Ile czasu zajmowała Ci w tych pionierskich czasach praca?
Sporo. Siedziało się przy komputerze 13, 14 godzin na dobę. Po przenosinach przez dwa lata był Leszek Śliwa. Potem znowu zostałem sam.
Tyle pisałeś?
Trochę pisałem, trochę brałem z Gościa. No i niektóre inne redakcje dawały nam teksty. Wtedy jeszcze kwestia praw autorskich nie była postawiona na ostrzu noża jak jest w tej chwili. Dużo było spontaniczności. Zgłaszali się też współpracownicy: ks. Włodek Lewandowski na czat, ks. Adam Sekściński na forum…
Dość szybko udało się doprowadzić do sytuacji, że Wiara stała się w jakimś stopniu opiniotwórcza. Zauważyło nas Stowarzyszenie Dziennikarzy Polskich jako twórców mediów. Zostałem nominowany do nagrody Ślad, a potem Wiara otrzymała wyróżnienie specjalne nagrody Totus. Gdy na Wierze pojawiły się komentarze, zaczęliśmy być traktowani jako źródło.

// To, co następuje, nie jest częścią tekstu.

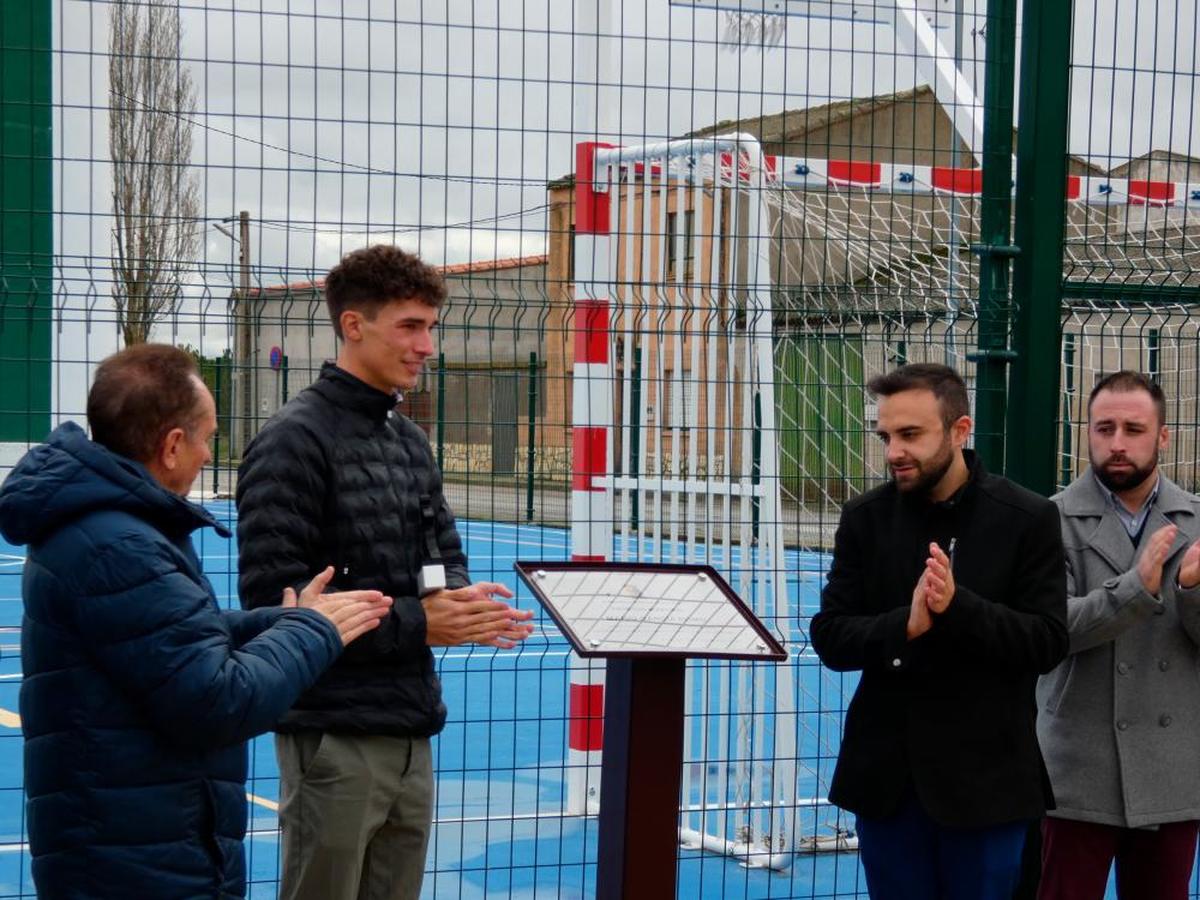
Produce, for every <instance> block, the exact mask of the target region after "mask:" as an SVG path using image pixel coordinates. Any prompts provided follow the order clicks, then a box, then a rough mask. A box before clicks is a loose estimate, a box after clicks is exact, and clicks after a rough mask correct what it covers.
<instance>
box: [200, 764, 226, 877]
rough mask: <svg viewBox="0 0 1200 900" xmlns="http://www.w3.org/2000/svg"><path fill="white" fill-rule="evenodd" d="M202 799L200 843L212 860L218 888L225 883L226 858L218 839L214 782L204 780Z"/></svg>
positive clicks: (200, 822) (215, 798)
mask: <svg viewBox="0 0 1200 900" xmlns="http://www.w3.org/2000/svg"><path fill="white" fill-rule="evenodd" d="M202 799H203V802H204V814H203V816H202V817H200V818H202V821H200V835H199V838H200V844H202V845H203V846H204V852H205V853H208V854H209V859H210V860H212V866H214V869H215V870H216V880H217V888H218V889H220V888H221V887H222V884H223V883H224V870H226V859H224V853H223V852H222V850H221V841H220V840H217V798H216V796H215V794H214V793H212V782H211V781H209V780H208V779H205V780H204V781H203V782H202Z"/></svg>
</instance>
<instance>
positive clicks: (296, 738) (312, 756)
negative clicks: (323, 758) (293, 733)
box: [292, 731, 329, 778]
mask: <svg viewBox="0 0 1200 900" xmlns="http://www.w3.org/2000/svg"><path fill="white" fill-rule="evenodd" d="M292 740H294V742H295V749H296V766H298V767H299V769H300V776H301V778H307V776H308V775H310V774H311V773H312V772H313V770H314V769H316V768H317V764H318V763H319V762H320V760H322V758H324V755H323V752H322V751H323V750H328V748H329V734H328V733H326V732H324V731H299V732H296V733H295V734H293V736H292Z"/></svg>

Kiedy portal powstawał, myślałeś, w jakim kierunku to wszystko pójdzie?
Nie bardzo. Kiedy powstawał, był serwisem o charakterze kryptomisyjnym.
Taka prawdziwa, nie tylko deklarowana ewangelizacja?
To miało być wyjście z getta. Wtedy o wiele bardziej niż dziś zwracano uwagę, żeby się nie zamykać w getcie. W tej chwili w polskim Kościele mniej się na to zwraca uwagę.
Czy decyzja o usamodzielnieniu nie była zdradą ideałów?
Nie było innego wyjścia. Ale też dlatego Wiara po usamodzielnieniu się próbowała być taka bardzo otwarta.
Nie powodowało to trudności ze strony władz kościelnych?
Nie, nigdy!
A jak tę otwartość przyjmowali czytelnicy?
Tak zwani ortodoksi nigdy za nami nie przepadali. Choć byliśmy zawsze ortodoksyjni. Ale mieliśmy pomysł, żeby było u nas sporo szeroko rozumianych wiadomości ze świata ekumenizmu i innych religii. Wielu nie kojarzyło, że jesteśmy portalem Gościa Niedzielnego. I dalej nie kojarzą. To był świadomy wybór. Chodziło o to, żeby Wiara.pl nie była rozumiana jako emanacja Gościa.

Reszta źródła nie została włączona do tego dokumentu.